Source : Spinoza, l’autre voie par Blandine Kriegel, éditions du Cerf, collection Philosophie Lexio.
Pour
Hobbes, le droit naturel, défini au chapitre XIV du Léviathan, est la
liberté qui pousse chaque individu à aller jusqu’au bout de sa puissance
c’est-à-dire jusqu’à tuer son voisin. On voit qu’il s’agit de l’exact contraire
de la norme morale tirée du Décalogue : « Tu ne tueras point. »
Sans doute Hobbes se garde-t-il de réduire la nature humaine à ce droit naturel
parce que, dit-il, la nature humaine est dominée par la crainte de la mort et
que son désir principal (impetus) est d’assurer sa survie.
Or,
à l’état de nature où la vie humaine est besogneuse, incertaine et fragile, la
liberté de la vie n’est pas assurée. Au-delà de la liberté s’impose donc une
obligation, c’est-à-dire « une loi de nature, un précepte, une règle
générale découverte par la raison par laquelle il est interdit aux gens de
faire ce qui conduit à la distinction de leurs vies, ou leur enlève le moyen de
la préserver. » Le droit naturel est une liberté, la loi de nature est un
commandement. Le motif qui pousse chacun à ne pas attenter à sa vie est
l’impératif d’assurer sa survie.
Le
mobile du Pacte consistera alors en une aliénation complète de tout le droit naturel
par le souverain, à l’exception du seul droit inaliénable à la sûreté. De cette
division entre loi naturelle et droit naturel découle un dualisme nettement
dessiné et fermement assuré qui sépare l’état de nature de l’état civil. La
civitas, le Commonwealth, constitue une sorte de deuxième monde,
artificiellement créé par une convention et régi par la volonté du souverain.
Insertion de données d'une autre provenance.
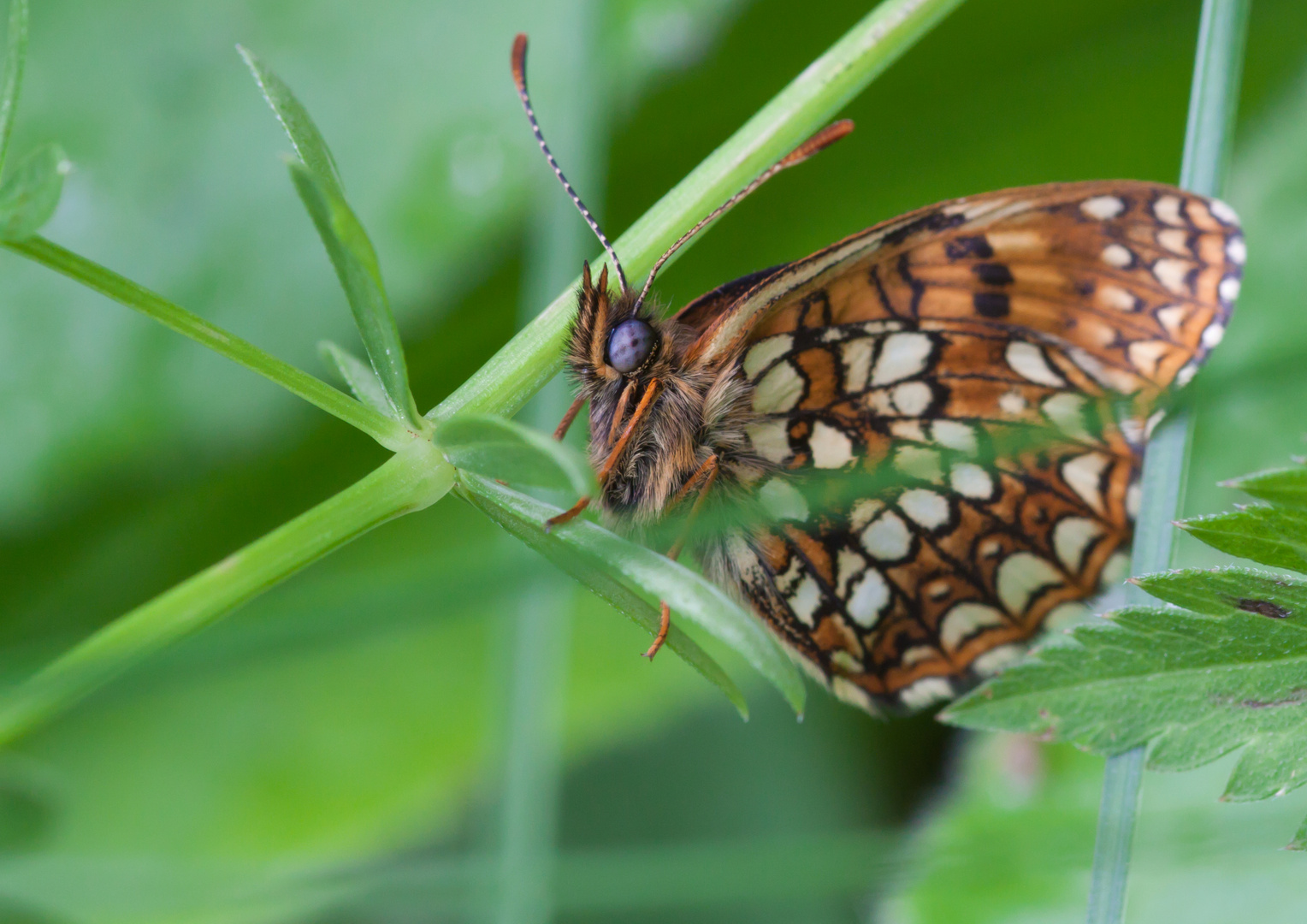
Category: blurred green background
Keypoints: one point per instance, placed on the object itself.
(337, 750)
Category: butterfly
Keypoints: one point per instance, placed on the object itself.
(995, 359)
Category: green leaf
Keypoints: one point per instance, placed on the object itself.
(357, 374)
(1274, 536)
(351, 252)
(15, 59)
(1229, 591)
(1281, 485)
(523, 517)
(689, 595)
(299, 127)
(507, 451)
(1192, 686)
(30, 193)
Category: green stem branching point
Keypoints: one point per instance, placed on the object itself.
(383, 429)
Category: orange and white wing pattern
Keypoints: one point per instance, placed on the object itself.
(994, 361)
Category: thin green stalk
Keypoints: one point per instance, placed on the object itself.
(812, 99)
(413, 478)
(1213, 101)
(384, 430)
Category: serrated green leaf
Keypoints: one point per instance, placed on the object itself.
(359, 276)
(1192, 686)
(30, 193)
(15, 59)
(1229, 591)
(1274, 536)
(689, 595)
(358, 376)
(1281, 485)
(522, 517)
(497, 448)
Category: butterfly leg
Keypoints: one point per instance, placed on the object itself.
(707, 472)
(641, 409)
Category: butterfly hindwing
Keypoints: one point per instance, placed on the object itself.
(987, 364)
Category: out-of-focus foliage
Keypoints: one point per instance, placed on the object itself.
(352, 716)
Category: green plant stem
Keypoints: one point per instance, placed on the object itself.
(413, 478)
(1213, 101)
(384, 430)
(500, 386)
(811, 99)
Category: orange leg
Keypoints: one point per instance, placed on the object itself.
(708, 472)
(612, 456)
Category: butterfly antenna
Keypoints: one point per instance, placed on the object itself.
(824, 139)
(519, 77)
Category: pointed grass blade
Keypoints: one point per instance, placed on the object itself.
(352, 254)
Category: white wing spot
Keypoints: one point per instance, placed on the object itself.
(913, 398)
(765, 352)
(770, 440)
(963, 619)
(1084, 473)
(1171, 274)
(1022, 577)
(831, 446)
(919, 463)
(778, 391)
(856, 356)
(1213, 334)
(784, 500)
(886, 539)
(970, 480)
(1029, 362)
(806, 600)
(1168, 210)
(1102, 207)
(1072, 536)
(1222, 212)
(869, 599)
(926, 507)
(1118, 255)
(1012, 403)
(1175, 240)
(926, 691)
(902, 354)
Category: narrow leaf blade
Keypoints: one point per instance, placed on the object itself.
(522, 517)
(497, 448)
(15, 59)
(358, 376)
(30, 193)
(356, 265)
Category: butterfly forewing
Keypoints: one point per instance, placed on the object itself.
(992, 361)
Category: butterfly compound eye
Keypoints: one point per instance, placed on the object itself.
(629, 346)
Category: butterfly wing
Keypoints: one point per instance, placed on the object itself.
(991, 361)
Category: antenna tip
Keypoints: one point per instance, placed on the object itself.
(519, 62)
(821, 140)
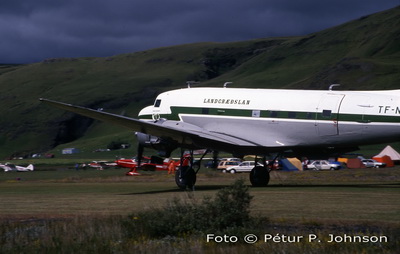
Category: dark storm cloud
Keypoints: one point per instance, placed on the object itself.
(35, 30)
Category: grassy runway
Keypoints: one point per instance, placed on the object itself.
(350, 194)
(57, 209)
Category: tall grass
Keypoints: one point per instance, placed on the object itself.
(182, 227)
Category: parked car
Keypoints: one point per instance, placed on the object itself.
(223, 165)
(245, 166)
(370, 163)
(323, 165)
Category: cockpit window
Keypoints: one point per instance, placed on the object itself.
(157, 103)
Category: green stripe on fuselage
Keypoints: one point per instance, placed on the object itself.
(296, 115)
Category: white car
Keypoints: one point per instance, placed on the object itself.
(245, 166)
(323, 165)
(370, 163)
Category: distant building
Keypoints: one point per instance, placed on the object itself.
(70, 151)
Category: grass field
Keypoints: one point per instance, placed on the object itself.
(349, 200)
(350, 194)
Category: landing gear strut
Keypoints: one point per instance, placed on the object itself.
(185, 176)
(259, 175)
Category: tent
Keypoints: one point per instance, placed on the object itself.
(388, 151)
(291, 164)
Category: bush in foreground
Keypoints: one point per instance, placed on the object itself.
(229, 209)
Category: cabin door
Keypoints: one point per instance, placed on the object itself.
(327, 114)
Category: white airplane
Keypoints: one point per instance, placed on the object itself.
(260, 122)
(11, 167)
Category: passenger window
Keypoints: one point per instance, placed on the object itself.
(205, 111)
(326, 113)
(157, 103)
(274, 114)
(292, 114)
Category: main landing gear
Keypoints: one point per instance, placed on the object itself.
(259, 175)
(185, 176)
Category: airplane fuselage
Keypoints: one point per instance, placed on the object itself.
(285, 118)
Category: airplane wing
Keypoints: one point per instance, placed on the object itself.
(180, 132)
La métamorphose mécaniste utilisée par Hobbes pour représenter le Léviathan
comme une grande machine animée conduit la vie humaine à ressembler, plus
souvent qu’à son tour, à celle d’un automate.
Tout
naturellement, le pouvoir souverain est remis à un monarque qui, à l’exception
de la sûreté, concentre tous les pouvoirs et notamment celui de juger, de
penser, ce qui exclut le droit à la liberté de conscience.
Dans
sa critique du droit naturel selon Hobbes, Spinoza joue d’une double
argumentation : 1) il emprunte à Hobbes l’idée d’un droit naturel qui est
puissance des individus mais se démarque de lui en ne le considérant pas comme
une liberté 2) il est estime que cet état de nature est un état de fait qui ne
doit pas être condamné mais compris et que l’état civil transforme sans abolir.
Le Pacte civil est une promesse qui engage l’avenir, et non seulement un contrat d’échange instantané des pouvoirs. Mais Spinoza admet parallèlement « qu’un Pacte ne peut avoir de force qu’eu égard à son utilité. » Autrement dit, le motif et l’origine du Pacte repose sur la recherche d’un « plus utile », d’un plus grand bien. Il ne faut donc pas se limiter à réfléchir au début du Pacte, mais s’inquiéter de sa fin et il ne faut pas s’enfermer dans la seule ouverture de la société civile, mais envisager sa fermeture et imaginer, à côté du motif de sa construction, sa destruction, bref, imaginer sa durée, la temporalité du Pacte.